# Example of how to integrate PPO with gSDE 📚

## 🔖🦄 Modify the Policy Network

The policy network should output not only the parameters of the action distribution (e.g., mean and possibly variance for Gaussian actions) but also parameters for the state-dependent noise.

In [None]:
import torch
import torch.nn as nn
import torch.distributions as distributions

class PolicyNetwork(nn.Module):
    def __init__(self, state_dim, action_dim):
        super(PolicyNetwork, self).__init__()
        self.fc = nn.Linear(state_dim, 64)
        self.mu = nn.Linear(64, action_dim)  # Mean of the action distribution
        self.log_std = nn.Parameter(torch.zeros(action_dim))  # Log standard deviation for Gaussian
        self.state_dependent_noise = nn.Linear(state_dim, action_dim)  # Additional layer for state-dependent noise

    def forward(self, state):
        x = torch.relu(self.fc(state))
        mu = self.mu(x)
        std = torch.exp(self.log_std)
        noise = self.state_dependent_noise(state)
        return mu, std, noise


## 🔖 🏮 Implement State-Dependent Noise:

Introduce a mechanism to generate noise based on the current state. This could involve an additional network or a module within the policy network that computes noise parameters (e.g., a noise covariance matrix).


In [None]:
def sample_action(mu, std, noise, epsilon):
    # Sample noise from standard normal distribution
    noise_sample = epsilon * noise
    # Apply state-dependent noise to the action
    action = mu + std * noise_sample
    return action


## 🔖 ✨ Action Sampling with gSDE:

Modify the action sampling process to incorporate the state-dependent noise. This means that for each state, you generate noise based on the state and add it to the action mean before sampling the final action.

In [None]:
def get_action(policy_network, state):
    mu, std, noise = policy_network(state)
    epsilon = torch.randn_like(mu)  # Standard normal noise
    action = sample_action(mu, std, noise, epsilon)
    return action


## 🔖🍥  Adapt the PPO Update:

Ensure that the PPO update rules (the clipped surrogate objective) are applied to the new action sampling method. The PPO algorithm's core remains the same, but it now works with actions sampled using gSDE.

In [None]:
def ppo_update(policy_network, optimizer, states, actions, log_probs, returns, advantages, epsilon=0.2, beta=0.01):
    mu, std, noise = policy_network(states)
    new_log_probs = distributions.Normal(mu + noise, std).log_prob(actions).sum(axis=-1)
    ratio = torch.exp(new_log_probs - log_probs)
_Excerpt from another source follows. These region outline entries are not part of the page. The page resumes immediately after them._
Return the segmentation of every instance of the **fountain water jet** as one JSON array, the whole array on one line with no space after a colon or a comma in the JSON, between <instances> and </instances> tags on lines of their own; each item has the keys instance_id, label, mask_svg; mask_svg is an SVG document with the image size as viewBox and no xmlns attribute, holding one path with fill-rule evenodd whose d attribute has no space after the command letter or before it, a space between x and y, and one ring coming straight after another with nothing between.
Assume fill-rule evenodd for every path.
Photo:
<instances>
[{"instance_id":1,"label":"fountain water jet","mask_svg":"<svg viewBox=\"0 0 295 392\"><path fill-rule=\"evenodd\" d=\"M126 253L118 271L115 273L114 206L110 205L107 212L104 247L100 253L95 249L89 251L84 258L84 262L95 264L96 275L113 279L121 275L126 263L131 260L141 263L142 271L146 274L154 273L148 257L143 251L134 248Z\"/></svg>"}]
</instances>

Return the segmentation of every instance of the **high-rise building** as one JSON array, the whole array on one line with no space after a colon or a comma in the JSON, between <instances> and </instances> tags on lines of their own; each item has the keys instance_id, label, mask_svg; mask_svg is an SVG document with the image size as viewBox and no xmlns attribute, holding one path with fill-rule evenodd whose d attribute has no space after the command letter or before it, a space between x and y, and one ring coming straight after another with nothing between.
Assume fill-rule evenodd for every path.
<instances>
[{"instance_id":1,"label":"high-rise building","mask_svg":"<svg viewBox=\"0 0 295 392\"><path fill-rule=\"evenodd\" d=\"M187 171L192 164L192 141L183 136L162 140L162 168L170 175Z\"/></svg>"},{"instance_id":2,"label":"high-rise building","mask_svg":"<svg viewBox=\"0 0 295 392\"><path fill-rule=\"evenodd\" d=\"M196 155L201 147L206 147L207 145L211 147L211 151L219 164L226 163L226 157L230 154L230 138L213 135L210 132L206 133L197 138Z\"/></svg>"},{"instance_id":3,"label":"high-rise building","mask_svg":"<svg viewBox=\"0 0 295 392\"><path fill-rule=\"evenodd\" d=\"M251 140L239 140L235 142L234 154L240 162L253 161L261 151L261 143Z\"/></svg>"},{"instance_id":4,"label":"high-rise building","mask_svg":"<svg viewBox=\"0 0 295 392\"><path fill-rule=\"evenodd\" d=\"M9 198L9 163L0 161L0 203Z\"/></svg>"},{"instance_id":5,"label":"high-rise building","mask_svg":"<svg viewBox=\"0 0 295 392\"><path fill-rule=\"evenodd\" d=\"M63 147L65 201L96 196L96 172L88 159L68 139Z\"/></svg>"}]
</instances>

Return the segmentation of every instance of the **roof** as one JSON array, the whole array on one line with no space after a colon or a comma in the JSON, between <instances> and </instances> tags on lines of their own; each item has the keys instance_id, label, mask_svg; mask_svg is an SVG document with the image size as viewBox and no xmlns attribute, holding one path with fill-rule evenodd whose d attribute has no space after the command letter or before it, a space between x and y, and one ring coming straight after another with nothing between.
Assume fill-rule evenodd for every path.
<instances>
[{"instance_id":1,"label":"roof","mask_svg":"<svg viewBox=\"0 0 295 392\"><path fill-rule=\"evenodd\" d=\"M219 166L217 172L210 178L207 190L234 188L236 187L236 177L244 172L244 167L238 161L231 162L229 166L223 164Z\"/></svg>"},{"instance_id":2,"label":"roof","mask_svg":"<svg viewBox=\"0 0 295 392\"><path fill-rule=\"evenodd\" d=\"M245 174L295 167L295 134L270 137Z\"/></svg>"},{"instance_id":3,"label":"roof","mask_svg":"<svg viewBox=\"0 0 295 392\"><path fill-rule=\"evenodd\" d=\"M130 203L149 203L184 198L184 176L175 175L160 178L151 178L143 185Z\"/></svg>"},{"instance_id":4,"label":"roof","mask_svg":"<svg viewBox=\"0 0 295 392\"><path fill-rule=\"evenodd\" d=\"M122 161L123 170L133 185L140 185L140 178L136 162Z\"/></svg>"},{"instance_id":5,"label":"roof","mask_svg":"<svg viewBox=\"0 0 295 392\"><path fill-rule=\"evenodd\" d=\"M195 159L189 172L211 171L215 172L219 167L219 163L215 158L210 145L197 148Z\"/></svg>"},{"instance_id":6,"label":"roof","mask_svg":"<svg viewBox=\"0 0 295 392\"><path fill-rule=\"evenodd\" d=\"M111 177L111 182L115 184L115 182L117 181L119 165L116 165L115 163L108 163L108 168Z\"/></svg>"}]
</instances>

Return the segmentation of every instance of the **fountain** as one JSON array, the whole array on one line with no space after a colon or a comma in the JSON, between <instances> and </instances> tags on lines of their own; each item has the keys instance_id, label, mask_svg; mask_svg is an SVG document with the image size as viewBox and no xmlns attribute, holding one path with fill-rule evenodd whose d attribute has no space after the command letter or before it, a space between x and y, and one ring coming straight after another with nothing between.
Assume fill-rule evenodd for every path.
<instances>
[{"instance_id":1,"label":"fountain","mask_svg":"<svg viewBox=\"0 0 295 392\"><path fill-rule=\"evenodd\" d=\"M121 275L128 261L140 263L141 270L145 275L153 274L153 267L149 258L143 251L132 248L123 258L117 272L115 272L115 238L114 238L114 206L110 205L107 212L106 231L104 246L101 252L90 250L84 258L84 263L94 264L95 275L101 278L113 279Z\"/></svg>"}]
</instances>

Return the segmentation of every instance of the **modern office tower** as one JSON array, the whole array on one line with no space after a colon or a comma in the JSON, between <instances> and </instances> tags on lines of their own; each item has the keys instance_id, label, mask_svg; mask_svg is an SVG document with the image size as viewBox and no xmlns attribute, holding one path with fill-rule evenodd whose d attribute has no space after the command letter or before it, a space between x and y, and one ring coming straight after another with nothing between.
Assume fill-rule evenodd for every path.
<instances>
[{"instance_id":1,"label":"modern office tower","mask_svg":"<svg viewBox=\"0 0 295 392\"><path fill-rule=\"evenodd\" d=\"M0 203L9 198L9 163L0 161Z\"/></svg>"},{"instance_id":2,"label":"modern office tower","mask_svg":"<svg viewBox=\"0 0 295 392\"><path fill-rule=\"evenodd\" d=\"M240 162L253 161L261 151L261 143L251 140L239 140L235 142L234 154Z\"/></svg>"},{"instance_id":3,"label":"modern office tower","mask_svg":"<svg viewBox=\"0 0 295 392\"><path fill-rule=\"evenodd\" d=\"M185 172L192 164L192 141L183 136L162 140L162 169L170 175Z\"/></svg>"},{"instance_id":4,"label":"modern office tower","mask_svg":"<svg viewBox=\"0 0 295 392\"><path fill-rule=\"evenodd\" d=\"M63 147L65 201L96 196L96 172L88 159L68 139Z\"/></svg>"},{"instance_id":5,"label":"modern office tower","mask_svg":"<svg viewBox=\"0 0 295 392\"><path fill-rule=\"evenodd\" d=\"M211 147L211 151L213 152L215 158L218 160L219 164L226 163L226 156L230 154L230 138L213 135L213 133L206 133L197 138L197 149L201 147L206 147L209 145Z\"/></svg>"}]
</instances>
    # PPO objective with clipping
    surrogate1 = ratio * advantages
    surrogate2 = torch.clamp(ratio, 1 - epsilon, 1 + epsilon) * advantages
    policy_loss = -torch.min(surrogate1, surrogate2).mean()

    # Entropy bonus to encourage exploration
    entropy = distributions.Normal(mu, std).entropy().mean()
    loss = policy_loss - beta * entropy

    optimizer.zero_grad()
    loss.backward()
    optimizer.step()